Prado told Dark Reading that the group's research builds on the Compression Ratio Info-leak Made Easy (CRIME) exploit discovered last fall by security researchers Juliano Rizzo and Thai Duong, who had previously discovered the Browser Exploit Against SSL/TLS (BEAST) attack. The new attack could be used to surreptitiously retrieve user IDs, email addresses, some types of authentication tokens, password-reset links and more from sites secured using HTTPS.
Prado and his fellow researchers have promised to release a related tool to allow businesses to test whether their sites are susceptible to a BREACH-style attack.
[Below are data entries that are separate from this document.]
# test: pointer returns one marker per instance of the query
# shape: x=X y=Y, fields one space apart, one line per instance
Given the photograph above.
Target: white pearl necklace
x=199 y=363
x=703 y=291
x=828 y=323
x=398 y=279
Their attack is the latest exploit that demonstrates that so-called secure HTML pages aren't always fully secure. "When you're designing security protocols, you can implement cryptography properly, but you cannot always provide perfect confidentiality," said Prado. "When you mix a lot of protocols into the stack, there might be other layers in the stack that might be overly permissive, and then you might be able to compromise the entire trust relationship."
On the upside, the vulnerabilities outlined by the trio would need to be targeted on a site-by-site basis. For any compromised site, visitors would then be at risk of having their secret details compromised.
But Prado said that numerous sites are at risk, and that crafting a related HTTPS fix would likely be "nontrivial." Still, the DHS advisory details mitigation strategies that businesses can employ, which include disabling HTTP compression such as gzip, as well as randomizing the secrets being transmitted in any particular request.
"HTTPS remains a good method of transmitting data online, but it certainly isn't perfect," AppRiver security analyst Jon French told the British Computer Society. "'Many researchers and hackers are constantly trying to find flaws within the HTTPS protocol precisely because so many people rely on it. As a result, while BREACH is the latest tool for intercepting HTTPS traffic, it's not the only one out there."
Still, the BREACH exploit vector carries caveats. "Researchers say that attackers must have access to passively monitor the target's Internet traffic," French said. "In most cases, monitoring would have to be done locally on the same network -- and that adds a layer of difficulty for hackers."